Les commentaires de Harjit Sajjan interviennent alors que plusieurs grands groupes d’aide internationale annoncent leur intention de suspendre les opérations dans le pays repris par les talibans — une entité terroriste inscrite — en août 2021.

Des millions de personnes ont été plongées dans la pauvreté depuis lors et sont maintenant confrontées à la faim, les Nations unies estimant que jusqu’à six millions d’Afghans sont actuellement menacés de famine. Le Comité international de la Croix-Rouge a également signalé une augmentation de la malnutrition et de la pneumonie chez les enfants, les inquiétudes ne faisant que croître avec l’arrivée de l’hiver.

À la lumière de la décision des talibans, Save the Children, CARE International et le Conseil norvégien pour les réfugiés ont publié une déclaration commune indiquant qu’ils ne pouvaient pas fournir l’assistance nécessaire sans leur personnel féminin et suspendaient les programmes.

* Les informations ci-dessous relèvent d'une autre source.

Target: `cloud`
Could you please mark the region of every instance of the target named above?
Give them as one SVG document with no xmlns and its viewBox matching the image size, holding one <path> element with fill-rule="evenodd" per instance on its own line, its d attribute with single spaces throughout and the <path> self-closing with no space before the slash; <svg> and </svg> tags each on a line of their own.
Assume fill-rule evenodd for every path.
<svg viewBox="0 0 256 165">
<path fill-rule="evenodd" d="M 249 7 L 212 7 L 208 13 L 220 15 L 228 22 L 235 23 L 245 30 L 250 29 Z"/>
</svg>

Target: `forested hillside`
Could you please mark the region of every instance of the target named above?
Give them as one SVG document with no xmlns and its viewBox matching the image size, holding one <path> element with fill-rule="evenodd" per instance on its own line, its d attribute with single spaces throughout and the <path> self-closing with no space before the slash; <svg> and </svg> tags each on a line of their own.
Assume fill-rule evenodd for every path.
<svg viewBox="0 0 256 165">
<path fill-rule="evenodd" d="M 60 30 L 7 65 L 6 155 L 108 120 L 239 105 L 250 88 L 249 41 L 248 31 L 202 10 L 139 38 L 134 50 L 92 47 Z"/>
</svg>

« Notre gouvernement est profondément préoccupé par la récente décision des talibans d’interdire aux employées (des organisations non gouvernementales) de faire leur travail important en Afghanistan », a indiqué M. Sajjan dans une déclaration dimanche.

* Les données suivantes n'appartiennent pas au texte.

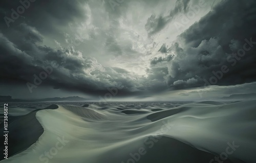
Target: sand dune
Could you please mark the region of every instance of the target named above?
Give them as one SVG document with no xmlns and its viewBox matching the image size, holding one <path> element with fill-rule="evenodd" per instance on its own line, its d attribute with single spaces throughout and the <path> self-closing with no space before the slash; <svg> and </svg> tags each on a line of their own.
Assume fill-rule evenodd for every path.
<svg viewBox="0 0 256 163">
<path fill-rule="evenodd" d="M 0 162 L 255 162 L 255 102 L 52 105 L 13 120 Z"/>
</svg>

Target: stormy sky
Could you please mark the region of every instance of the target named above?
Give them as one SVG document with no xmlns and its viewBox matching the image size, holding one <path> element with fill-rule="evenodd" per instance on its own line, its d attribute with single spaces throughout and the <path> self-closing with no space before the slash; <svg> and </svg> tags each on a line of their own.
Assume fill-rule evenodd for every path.
<svg viewBox="0 0 256 163">
<path fill-rule="evenodd" d="M 255 92 L 254 0 L 0 4 L 0 95 L 161 100 Z"/>
</svg>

« Ils contribuent au travail essentiel qui consiste à répondre aux besoins humanitaires urgents du peuple afghan. Nous exhortons les talibans à revenir sur cette décision, car cela ne fera qu’aggraver les souffrances du peuple afghan. »

Le ministre Sajjan va évaluer l’impact que le changement aura et prévoit de contacter des partenaires internationaux et des groupes internationaux dans la région, a ajouté son bureau.

Les groupes humanitaires canadiens ont déjà déclaré qu’ils n’avaient pas été en mesure de fournir de l’aide parce que le gouvernement canadien n’a pas encore trouvé de solution de contournement à ses lois antiterroristes. Les responsables ont averti les organisations qu’elles pourraient les violer si elles payaient des gens en Afghanistan pour des services tels que le transport ou pour l’achat de marchandises.

Citant les sanctions du Canada, un porte-parole de la Croix-Rouge canadienne — qui fait partie d’une coalition de groupes d’aide poussant le gouvernement du premier ministre Justin Trudeau à trouver des logements pour qu’ils puissent travailler dans la région — a déclaré qu’il n’était pas affecté par la décision des talibans.

M. Sajjan a précisé que son gouvernement prévoyait de modifier le Code criminel pour fournir une solution de contournement aux groupes d’aide, mais a indiqué qu’aucun changement ne pourrait être introduit avant au moins le printemps 2023.

L’interdiction des femmes dans les organisations non gouvernementales par les talibans a suscité un tollé parmi les organisations d’aide internationale telles que l’UNICEF, dont la directrice générale a qualifié cette décision de « violation flagrante » du droit international humanitaire et des droits des femmes.

« Ces décisions auront des conséquences considérables sur la fourniture de services essentiels aux enfants et aux familles à travers le pays — en particulier dans les domaines de la santé, de la nutrition, de l’éducation et de la protection de l’enfance — des domaines où les travailleuses humanitaires ont un rôle extrêmement important à jouer », a souligné Catherine Russell dans un communiqué.

Le Comité international de la Croix-Rouge affirme qu’il emploie des centaines de femmes en Afghanistan et qu’il est particulièrement préoccupé par la signification de la décision des talibans pour les personnes faisant partie de son système de santé.

Le gouvernement canadien exprime depuis longtemps des inquiétudes quant au traitement des femmes et des filles en Afghanistan, notamment la semaine dernière lorsque la ministre des Affaires étrangères, Mélanie Joly, s’est jointe à ses homologues des pays alliés pour condamner le fait que les talibans ont exclu les femmes des universités et les filles des écoles secondaires. Ils ont publié une déclaration disant que de telles politiques « auront des conséquences sur la manière dont nos pays s’engagent avec les talibans ».